Otra risa, más grave, se le unió y Nora giró el rostro para ver a Lachlan, divertido porque hubiera caído en la broma de su hermano.
—Hígado, corazón y pulmón de oveja, con cebolla y avena —enumeró—, todo condimentado y embutido en el estómago de la oveja. Eso es el haggis, mi señora, no un animalito paticorto de las montañas escocesas.
Nora ignoró aquella estúpida sonrisa de suficiencia que se dibujaba en sus estúpidos y perfectos labios y regresó toda su atención a Archie. Con impostada molestia, le advirtió:
—No sé cómo ni cuándo, pero me las pagarás por esto, bribonzuelo.
Él le enseñó la lengua como respuesta; Nora habría hecho lo mismo de no contar con tanto público. Después, el pequeño volvió a sonreírle, conciliador, y a ella le reconfortó saber que existía alguien en aquel lugar que le profesaba genuina simpatía. Algo era algo.
Lo que restaba de cena transcurrió sin más incidentes y, en cuanto vio la oportunidad, Nora se retiró a sus aposentos. Cerró la puerta y se recostó contra la madera. Se sentía exhausta, golpeada por todo el cansancio del viaje y el sinfín de emociones de aquel día interminable. Se desplomó sobre el lecho desconocido, vestida con ropa de otra persona —una extraña en su propia piel—, con la certeza de que se enfrentaba a una larga noche en vela. Otra más.
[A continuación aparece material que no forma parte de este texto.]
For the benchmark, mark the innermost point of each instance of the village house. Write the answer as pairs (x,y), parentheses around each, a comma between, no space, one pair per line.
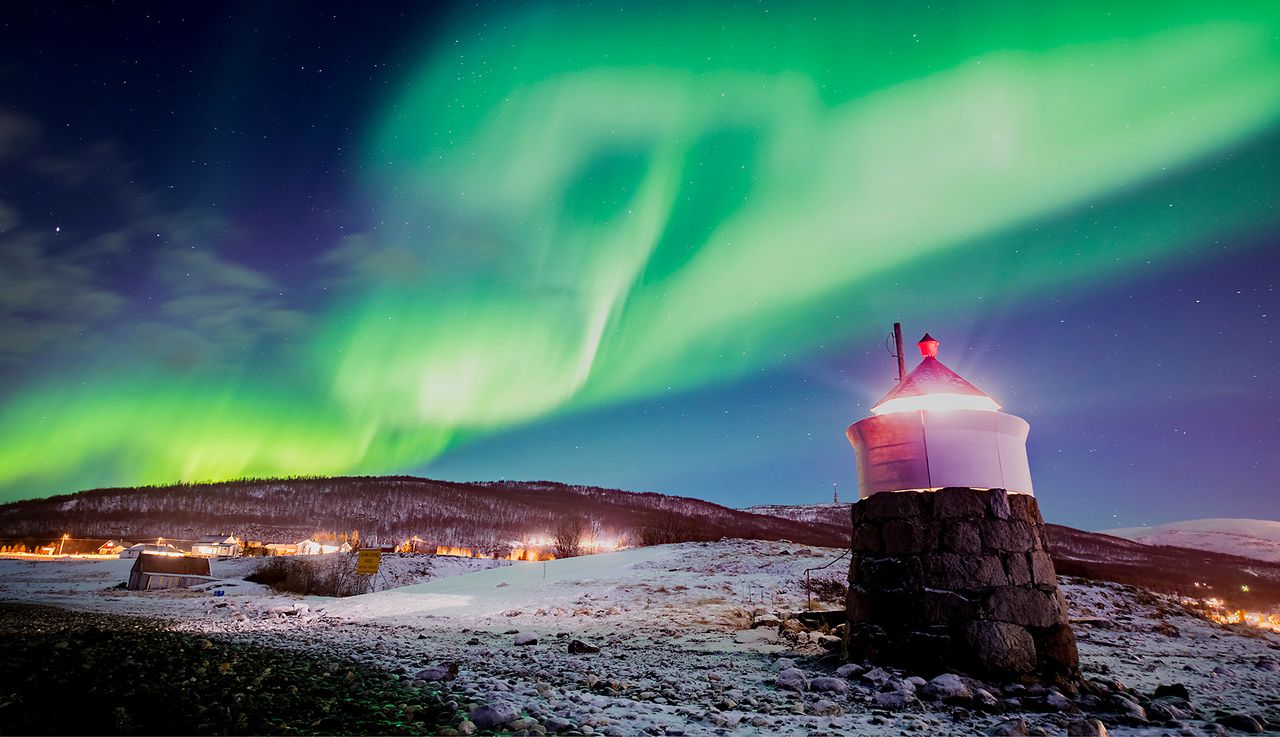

Más tarde, al fondo del pasillo, tras otra puerta cerrada, Lachlan MacLeod miraba impasible la herida infligida por quien en menos de una semana se convertiría en su esposa. Murmuró su nombre a media voz, sin saber qué pensar del regusto que este dejaba en su boca: Honora, Honora... Honora. El nombre no podía ser más apropiado, eso seguro; el honor lo había colocado en aquella lamentable situación: al borde de un precipicio llamado «matrimonio», sin poder retroceder para alejarse del abismo. Estuvo tentado a maldecir la memoria de su padre por ello. Una mujer impetuosa, deslenguada, empeñada en discutir por todo y con el aparente propósito de convertir su vida en un infierno. Y él que había rogado al cielo por una esposa apocada y serena...
—¿Por qué ella, padre querido? ¿Por qué?